Opinion

Just Say No

By Josh Feit March 1, 2011

Yesterday, while defending his veto of the city's deep-bore tunnel agreements with the state (a veto that was subsequently overturned by the council), Mayor Mike McGinn said he supported lone council member Mike O'Brien's call for a referendum on the agreements, essentially calling for a vote on the tunnel.

A tunnel idea—not the current deep bore, but a cut and cover tunnel along the viaduct route—was already voted down, along with a rebuild, in a special March 2007 public vote.

The new tunnel idea—which would keep the viaduct open while the tunnel is being built—might do a little better, but would probably go down again.

In fact, none of the waterfront options, including the one McGinn and O'Brien support—the surface/transit option—has more than 50 percent support. PubliCola did a poll in March 2010 asking voters to choose between the three options: 35 percent went with the deep bore tunnel; 36 percent went with a rebuild; and 21 percent went with surface/transit. (Eight percent were unsure.)

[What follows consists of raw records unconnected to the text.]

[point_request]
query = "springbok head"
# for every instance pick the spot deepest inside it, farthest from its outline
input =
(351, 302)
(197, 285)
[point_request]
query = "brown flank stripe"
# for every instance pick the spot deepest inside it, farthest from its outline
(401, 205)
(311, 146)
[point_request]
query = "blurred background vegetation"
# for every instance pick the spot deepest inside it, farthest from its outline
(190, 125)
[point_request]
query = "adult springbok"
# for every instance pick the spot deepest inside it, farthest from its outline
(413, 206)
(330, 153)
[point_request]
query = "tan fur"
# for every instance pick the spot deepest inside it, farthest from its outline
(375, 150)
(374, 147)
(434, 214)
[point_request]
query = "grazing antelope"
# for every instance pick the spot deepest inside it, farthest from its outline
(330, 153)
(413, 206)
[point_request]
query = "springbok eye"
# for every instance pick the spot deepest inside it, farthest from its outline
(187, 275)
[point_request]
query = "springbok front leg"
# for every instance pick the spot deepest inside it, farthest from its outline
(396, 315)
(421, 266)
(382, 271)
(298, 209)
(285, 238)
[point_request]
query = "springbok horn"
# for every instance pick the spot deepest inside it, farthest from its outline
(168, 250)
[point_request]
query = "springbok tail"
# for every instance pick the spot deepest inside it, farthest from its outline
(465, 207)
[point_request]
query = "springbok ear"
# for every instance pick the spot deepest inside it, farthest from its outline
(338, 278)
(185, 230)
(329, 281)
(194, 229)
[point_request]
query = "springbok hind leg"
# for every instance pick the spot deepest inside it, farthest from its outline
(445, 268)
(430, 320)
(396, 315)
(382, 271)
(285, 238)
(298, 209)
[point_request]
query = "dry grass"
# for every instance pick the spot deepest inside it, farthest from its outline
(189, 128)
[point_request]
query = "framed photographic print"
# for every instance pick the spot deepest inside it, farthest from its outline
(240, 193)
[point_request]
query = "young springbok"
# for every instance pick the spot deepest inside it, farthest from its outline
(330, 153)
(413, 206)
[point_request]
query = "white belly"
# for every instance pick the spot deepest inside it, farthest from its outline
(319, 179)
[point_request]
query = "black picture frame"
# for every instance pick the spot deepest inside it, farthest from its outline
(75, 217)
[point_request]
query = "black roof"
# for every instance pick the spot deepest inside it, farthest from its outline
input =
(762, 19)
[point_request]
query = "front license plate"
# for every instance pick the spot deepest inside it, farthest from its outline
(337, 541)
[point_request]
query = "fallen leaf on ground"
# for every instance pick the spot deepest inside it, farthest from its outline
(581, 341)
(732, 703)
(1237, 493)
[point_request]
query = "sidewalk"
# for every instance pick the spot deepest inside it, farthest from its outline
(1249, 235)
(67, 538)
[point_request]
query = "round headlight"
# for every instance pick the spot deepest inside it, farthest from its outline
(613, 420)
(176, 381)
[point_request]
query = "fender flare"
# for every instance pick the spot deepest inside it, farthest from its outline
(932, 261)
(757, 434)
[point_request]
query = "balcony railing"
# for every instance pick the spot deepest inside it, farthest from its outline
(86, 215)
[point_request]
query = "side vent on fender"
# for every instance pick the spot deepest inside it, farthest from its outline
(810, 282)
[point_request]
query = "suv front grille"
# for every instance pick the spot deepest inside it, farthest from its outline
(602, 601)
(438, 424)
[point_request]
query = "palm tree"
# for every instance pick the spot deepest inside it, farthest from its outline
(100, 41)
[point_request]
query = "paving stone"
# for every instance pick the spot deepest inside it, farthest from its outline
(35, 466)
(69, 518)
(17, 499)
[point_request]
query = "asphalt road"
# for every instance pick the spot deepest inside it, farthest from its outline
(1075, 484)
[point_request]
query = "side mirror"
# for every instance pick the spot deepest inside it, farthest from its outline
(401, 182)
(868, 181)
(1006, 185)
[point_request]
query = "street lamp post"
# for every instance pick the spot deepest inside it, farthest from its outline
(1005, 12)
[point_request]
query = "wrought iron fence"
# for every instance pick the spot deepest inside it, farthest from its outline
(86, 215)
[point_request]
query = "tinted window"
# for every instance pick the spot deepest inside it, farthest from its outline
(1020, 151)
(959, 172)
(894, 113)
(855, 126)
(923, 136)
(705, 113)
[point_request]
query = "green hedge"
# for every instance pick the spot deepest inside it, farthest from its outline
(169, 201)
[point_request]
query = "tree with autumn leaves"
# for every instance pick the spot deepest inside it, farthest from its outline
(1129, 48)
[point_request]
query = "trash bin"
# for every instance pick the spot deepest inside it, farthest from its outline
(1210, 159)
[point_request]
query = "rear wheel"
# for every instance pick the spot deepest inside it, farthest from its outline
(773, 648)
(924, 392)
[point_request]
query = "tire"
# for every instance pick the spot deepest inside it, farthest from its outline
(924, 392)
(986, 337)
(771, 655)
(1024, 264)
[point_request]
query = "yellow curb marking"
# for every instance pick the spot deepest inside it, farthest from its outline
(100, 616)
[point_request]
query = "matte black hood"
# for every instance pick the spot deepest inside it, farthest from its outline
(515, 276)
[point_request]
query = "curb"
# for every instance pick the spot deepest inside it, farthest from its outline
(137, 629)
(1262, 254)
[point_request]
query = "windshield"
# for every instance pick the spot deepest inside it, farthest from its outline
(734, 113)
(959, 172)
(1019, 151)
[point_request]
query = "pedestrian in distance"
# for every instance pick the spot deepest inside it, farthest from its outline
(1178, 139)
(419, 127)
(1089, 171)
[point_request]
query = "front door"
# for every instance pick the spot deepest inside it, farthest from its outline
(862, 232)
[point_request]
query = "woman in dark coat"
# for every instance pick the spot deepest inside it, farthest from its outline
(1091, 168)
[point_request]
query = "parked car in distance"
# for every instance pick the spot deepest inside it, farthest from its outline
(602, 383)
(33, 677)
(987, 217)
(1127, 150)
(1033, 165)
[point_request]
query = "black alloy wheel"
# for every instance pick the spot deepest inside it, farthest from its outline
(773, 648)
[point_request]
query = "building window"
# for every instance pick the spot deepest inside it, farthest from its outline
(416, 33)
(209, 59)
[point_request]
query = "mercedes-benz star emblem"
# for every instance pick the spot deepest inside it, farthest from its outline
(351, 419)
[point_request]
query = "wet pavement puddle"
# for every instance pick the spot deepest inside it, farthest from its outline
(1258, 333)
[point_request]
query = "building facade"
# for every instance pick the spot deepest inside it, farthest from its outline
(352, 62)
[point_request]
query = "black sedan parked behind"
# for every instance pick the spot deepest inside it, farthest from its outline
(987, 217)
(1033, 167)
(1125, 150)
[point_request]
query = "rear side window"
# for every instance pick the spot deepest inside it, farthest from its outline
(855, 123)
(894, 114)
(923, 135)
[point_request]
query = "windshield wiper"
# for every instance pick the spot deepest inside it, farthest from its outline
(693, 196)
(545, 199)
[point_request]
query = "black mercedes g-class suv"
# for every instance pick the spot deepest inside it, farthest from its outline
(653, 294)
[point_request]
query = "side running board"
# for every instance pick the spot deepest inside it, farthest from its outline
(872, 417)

Otherwise, I'm not aware of any polling that has compared all three, although there was some polling that did a round robin of match ups. The deep-bore tunnel won that one, with surface transit coming in last.

Any option, considered in isolation in this heated debate, is likely to go down because voters can keep a dream option in their head; it's easy to say "No" to a single choice.

For this reason, "No" campaigns are typically easier than "Yes" campaigns, and I see McGinn's push for a "No" vote as a metaphor for his easy "Just Say No" politics.

What would be cool, and actually reflect some leadership, is if McGinn proposed a referendum that would potentially solve the problem rather than keeping the city in a "grass is always greener" limbo without ever having to make a choice. He could do this by proposing a "Yes" referendum—that is, by asking the people what they want to do as opposed to what they don't want to do.

How about putting the three options up for a vote, and the one with the highest percentage wins?

Otherwise, after the city votes the tunnel down, all we get is an "I told you so" from the McGinn administration, which I'm starting to think is all his administration is after when it comes to the tunnel.